Other adverse reactions include
Gastrointestinal System: Nausea and vomiting (more frequent in ambulatory than in recumbent patients), constipation, abdominal distension, abdominal pain, acute pancreatitis, dry mouth, dyspepsia, epigastric distress, and/or loss of appetite.
No specific interaction studies have been conducted with ZUTRIPRO® Oral Solution.
Opioids, Antihistamines, Antipsychotics, Anti-anxiety Agents, Or Other CNS Depressants (Including Alcohol)
The use of opioids, antihistamines, antipsychotics, anti-anxiety agents, or other CNS depressants concomitantly with ZUTRIPRO® Oral Solution may cause an additive CNS depressant effect and should be avoided.
MAOIs And Tricyclic Antidepressants
Do not prescribe ZUTRIPRO® Oral Solution if the patient is taking a prescription MAOI (i.e., certain drugs used for depression, psychiatric or emotional conditions, or Parkinson's disease), or for 2 weeks after stopping a MAOI drug. The use of MAOIs or tricyclic antidepressants with hydrocodone preparations may increase the effect of either the antidepressant or hydrocodone. An increase in blood pressure or hypertensive crisis may also occur when pseudoephedrine containing preparations are used with MAOIs [see WARNINGS AND PRECAUTIONS].
Additive adverse effects resulting from cholinergic blockade (e.g., xerostomia, blurred vision, or constipation) may occur when anticholinergic drugs are administered with chlorpheniramine [see WARNINGS AND PRECAUTIONS].
Drug Abuse And Dependence
ZUTRIPRO® Oral Solution is a Schedule II controlled prescription containing hydrocodone bitartrate and should be prescribed and administered with caution.

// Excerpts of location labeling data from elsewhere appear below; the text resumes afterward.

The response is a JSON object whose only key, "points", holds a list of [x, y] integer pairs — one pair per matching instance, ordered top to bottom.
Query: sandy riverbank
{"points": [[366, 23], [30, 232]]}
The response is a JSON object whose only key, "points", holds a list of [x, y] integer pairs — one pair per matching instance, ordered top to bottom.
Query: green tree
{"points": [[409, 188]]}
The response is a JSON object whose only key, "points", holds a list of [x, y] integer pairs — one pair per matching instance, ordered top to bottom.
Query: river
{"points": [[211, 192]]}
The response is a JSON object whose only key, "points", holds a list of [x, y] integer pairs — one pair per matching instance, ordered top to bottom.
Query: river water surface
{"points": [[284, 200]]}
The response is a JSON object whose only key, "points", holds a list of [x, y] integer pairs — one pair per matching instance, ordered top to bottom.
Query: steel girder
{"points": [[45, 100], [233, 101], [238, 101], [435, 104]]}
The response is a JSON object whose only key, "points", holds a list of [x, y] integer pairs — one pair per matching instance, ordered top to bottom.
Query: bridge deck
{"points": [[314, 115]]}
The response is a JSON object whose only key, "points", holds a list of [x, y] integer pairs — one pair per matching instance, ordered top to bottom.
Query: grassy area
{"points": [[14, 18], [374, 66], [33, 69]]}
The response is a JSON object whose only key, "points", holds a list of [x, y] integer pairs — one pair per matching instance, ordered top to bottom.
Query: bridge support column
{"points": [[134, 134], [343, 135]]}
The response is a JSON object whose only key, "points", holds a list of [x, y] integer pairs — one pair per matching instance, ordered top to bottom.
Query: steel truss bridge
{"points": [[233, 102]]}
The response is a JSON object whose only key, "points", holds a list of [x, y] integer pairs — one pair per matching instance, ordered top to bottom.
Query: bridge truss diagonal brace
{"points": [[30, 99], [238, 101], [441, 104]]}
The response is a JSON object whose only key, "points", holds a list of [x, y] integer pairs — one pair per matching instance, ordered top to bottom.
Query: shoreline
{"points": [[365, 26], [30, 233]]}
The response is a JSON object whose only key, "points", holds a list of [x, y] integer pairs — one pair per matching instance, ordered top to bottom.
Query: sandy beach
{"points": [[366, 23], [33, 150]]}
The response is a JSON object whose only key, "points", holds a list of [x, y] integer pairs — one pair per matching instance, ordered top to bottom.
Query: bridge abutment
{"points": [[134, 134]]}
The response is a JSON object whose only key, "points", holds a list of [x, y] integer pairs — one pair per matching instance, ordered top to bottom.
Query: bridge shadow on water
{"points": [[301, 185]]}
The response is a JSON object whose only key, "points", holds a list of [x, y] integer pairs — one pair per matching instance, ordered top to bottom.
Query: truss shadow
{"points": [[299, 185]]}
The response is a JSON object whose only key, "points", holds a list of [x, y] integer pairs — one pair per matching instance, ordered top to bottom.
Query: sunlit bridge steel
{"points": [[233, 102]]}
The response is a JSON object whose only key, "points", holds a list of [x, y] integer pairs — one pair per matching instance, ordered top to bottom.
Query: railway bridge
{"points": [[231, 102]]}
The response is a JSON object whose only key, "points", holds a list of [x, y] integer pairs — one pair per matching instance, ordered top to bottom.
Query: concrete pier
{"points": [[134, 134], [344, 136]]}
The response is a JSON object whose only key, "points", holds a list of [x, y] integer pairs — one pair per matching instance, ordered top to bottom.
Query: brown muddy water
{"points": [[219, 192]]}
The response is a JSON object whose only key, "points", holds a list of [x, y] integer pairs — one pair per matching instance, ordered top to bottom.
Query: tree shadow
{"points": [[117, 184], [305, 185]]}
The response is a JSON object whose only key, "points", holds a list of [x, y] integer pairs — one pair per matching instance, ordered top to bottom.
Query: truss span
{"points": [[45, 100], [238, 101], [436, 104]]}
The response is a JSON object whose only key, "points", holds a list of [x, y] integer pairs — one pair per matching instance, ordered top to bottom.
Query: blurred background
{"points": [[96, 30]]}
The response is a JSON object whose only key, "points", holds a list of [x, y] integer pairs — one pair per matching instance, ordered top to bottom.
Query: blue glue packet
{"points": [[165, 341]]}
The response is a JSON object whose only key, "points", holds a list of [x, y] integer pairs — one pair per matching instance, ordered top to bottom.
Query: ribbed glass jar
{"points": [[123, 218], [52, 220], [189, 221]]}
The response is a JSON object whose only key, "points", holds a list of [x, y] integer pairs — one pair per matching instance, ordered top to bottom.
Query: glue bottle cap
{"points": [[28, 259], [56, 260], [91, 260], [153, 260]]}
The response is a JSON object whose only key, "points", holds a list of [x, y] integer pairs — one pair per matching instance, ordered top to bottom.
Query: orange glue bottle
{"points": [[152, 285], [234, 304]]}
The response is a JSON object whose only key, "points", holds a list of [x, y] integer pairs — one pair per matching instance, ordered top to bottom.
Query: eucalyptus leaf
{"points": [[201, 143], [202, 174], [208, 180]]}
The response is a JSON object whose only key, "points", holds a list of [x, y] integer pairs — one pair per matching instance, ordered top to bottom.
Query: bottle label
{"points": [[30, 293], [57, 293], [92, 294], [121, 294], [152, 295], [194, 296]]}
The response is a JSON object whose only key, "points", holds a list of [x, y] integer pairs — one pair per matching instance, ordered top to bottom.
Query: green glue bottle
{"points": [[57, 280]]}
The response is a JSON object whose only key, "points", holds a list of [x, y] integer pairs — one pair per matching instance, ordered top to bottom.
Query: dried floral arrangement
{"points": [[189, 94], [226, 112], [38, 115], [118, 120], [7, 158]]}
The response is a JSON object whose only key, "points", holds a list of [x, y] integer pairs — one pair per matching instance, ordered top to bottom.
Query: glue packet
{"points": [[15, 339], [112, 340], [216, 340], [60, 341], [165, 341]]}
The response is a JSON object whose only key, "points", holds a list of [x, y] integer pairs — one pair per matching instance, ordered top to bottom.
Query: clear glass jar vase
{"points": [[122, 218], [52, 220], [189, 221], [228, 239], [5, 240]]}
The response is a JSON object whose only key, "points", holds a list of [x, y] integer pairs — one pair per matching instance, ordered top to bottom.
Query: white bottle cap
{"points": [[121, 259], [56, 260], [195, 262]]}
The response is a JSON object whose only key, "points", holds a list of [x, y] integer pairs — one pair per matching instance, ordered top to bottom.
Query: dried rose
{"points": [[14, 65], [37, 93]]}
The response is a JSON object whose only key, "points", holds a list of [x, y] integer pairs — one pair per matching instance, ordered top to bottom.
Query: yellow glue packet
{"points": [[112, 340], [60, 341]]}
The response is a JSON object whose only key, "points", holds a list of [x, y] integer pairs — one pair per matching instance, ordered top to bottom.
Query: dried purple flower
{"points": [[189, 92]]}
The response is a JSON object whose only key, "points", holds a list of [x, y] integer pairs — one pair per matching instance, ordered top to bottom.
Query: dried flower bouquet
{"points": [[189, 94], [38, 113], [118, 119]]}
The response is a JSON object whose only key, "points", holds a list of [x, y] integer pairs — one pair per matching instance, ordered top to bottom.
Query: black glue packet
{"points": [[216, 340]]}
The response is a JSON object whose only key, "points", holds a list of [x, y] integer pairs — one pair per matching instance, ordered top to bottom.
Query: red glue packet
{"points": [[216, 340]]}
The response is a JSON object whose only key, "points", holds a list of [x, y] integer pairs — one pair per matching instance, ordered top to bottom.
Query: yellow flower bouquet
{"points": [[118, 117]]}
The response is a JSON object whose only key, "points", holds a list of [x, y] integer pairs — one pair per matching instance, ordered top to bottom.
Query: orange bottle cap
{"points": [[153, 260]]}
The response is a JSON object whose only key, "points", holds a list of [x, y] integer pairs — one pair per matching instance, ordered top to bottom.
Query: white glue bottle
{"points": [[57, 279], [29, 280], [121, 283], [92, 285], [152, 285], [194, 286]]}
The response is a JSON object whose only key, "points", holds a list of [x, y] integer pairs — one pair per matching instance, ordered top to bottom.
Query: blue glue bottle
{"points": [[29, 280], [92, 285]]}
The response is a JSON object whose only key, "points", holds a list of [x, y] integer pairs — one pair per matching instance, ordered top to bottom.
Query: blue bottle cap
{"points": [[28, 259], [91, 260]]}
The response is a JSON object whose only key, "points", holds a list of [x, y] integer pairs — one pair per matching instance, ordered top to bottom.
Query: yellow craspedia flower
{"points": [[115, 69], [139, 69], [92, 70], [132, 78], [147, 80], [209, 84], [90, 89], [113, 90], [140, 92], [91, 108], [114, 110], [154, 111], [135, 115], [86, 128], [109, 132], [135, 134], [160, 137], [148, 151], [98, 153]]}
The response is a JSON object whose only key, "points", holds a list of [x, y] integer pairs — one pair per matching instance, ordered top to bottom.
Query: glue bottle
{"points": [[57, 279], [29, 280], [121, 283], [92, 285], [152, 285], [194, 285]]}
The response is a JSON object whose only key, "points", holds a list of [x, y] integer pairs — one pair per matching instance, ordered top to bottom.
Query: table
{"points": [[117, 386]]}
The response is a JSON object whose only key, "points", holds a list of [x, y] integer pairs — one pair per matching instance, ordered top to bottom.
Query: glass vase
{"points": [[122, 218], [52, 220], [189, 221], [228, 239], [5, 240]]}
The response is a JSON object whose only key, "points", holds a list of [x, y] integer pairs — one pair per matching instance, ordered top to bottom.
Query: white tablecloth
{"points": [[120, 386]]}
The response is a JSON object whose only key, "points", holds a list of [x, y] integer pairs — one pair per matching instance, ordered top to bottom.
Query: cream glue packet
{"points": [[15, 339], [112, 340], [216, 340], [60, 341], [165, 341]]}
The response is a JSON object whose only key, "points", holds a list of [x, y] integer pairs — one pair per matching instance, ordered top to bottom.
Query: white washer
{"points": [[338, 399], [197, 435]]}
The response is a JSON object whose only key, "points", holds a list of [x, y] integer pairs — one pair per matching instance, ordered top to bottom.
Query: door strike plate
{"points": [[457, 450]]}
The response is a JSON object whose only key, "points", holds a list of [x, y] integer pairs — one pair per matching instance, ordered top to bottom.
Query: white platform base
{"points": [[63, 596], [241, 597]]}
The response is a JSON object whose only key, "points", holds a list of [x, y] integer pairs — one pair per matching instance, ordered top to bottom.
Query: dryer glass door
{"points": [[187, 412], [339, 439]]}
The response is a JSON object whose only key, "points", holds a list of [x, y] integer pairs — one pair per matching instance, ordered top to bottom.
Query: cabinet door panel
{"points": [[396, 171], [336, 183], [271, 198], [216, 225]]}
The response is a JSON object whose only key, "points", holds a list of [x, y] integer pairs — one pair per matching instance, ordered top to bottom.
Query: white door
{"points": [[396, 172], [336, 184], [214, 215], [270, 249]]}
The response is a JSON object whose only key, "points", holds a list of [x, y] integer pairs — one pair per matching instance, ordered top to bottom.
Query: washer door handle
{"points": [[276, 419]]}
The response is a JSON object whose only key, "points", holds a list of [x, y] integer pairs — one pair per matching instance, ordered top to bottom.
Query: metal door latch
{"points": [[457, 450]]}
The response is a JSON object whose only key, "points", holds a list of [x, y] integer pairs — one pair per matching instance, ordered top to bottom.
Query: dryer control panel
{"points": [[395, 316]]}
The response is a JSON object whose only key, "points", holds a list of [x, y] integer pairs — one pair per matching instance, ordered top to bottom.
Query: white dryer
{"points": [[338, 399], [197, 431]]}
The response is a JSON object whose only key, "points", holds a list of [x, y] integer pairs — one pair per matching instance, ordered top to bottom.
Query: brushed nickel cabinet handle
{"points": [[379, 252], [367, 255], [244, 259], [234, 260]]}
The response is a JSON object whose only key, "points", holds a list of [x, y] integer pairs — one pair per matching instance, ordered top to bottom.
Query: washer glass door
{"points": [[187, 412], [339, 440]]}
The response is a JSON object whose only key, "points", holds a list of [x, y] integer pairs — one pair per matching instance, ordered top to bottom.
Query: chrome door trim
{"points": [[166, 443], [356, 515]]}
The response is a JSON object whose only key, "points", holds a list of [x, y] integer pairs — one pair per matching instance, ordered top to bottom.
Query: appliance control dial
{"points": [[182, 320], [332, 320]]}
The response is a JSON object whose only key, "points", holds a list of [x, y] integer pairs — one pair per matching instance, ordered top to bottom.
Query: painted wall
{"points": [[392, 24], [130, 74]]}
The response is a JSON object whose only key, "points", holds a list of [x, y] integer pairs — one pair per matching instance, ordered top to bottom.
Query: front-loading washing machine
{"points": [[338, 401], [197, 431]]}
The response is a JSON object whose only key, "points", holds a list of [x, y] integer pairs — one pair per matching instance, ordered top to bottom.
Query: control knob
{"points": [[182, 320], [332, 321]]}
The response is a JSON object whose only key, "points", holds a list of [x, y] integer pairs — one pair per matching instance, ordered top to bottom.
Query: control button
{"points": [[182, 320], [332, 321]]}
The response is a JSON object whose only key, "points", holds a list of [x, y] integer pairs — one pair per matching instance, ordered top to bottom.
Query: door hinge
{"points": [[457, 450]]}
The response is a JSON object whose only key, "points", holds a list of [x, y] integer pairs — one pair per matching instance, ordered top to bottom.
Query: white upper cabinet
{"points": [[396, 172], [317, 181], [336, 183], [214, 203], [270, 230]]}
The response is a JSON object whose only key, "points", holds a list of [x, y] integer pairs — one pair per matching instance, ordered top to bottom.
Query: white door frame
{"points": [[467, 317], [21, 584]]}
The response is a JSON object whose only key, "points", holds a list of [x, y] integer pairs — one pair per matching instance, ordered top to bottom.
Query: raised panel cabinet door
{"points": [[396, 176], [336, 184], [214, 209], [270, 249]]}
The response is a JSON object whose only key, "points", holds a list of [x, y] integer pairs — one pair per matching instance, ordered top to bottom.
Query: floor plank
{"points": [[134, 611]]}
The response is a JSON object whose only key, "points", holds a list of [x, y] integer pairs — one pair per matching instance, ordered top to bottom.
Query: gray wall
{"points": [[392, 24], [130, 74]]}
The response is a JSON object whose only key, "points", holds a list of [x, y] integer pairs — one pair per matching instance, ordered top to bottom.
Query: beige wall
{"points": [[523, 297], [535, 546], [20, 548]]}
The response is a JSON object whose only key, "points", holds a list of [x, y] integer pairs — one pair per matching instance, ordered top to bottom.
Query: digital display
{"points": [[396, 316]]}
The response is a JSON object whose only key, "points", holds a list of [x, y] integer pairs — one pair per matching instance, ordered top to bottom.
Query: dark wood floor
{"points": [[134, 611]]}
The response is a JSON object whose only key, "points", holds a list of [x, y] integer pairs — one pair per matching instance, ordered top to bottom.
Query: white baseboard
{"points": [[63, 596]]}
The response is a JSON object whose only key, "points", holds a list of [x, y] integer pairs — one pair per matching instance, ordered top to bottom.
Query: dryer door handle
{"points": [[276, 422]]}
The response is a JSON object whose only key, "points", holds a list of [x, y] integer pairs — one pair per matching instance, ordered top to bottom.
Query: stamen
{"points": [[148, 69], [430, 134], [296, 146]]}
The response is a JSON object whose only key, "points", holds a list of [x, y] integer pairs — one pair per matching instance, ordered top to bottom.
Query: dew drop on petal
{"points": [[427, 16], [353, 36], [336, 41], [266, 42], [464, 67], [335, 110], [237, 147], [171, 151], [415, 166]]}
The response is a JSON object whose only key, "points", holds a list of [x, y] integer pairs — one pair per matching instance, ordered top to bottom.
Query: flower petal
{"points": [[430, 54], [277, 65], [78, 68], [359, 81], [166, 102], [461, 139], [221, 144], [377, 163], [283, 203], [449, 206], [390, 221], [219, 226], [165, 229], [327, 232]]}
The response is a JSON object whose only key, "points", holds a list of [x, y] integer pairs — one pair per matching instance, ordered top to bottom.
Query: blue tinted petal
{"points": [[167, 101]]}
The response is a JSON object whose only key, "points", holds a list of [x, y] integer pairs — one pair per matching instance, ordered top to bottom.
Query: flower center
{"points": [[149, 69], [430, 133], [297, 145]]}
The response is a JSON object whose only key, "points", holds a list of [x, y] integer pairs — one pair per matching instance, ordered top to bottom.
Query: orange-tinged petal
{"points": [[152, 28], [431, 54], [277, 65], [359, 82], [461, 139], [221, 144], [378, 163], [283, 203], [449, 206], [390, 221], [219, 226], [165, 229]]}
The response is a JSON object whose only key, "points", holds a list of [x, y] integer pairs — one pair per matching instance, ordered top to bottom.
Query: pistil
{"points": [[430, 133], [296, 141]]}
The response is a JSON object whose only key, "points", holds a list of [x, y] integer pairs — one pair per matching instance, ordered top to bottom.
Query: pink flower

Hydrocodone can produce drug dependence of the morphine type and therefore, has the potential for being abused. Psychic dependence, physical dependence, and tolerance may develop upon repeated administration of ZUTRIPRO® Oral Solution, and it should be prescribed and administered with the same degree of caution appropriate to the use of other opioid drugs.
Psychic dependence, physical dependence, and tolerance may develop upon repeated administration of opioids; therefore, ZUTRIPRO® Oral Solution should be prescribed and administered with caution.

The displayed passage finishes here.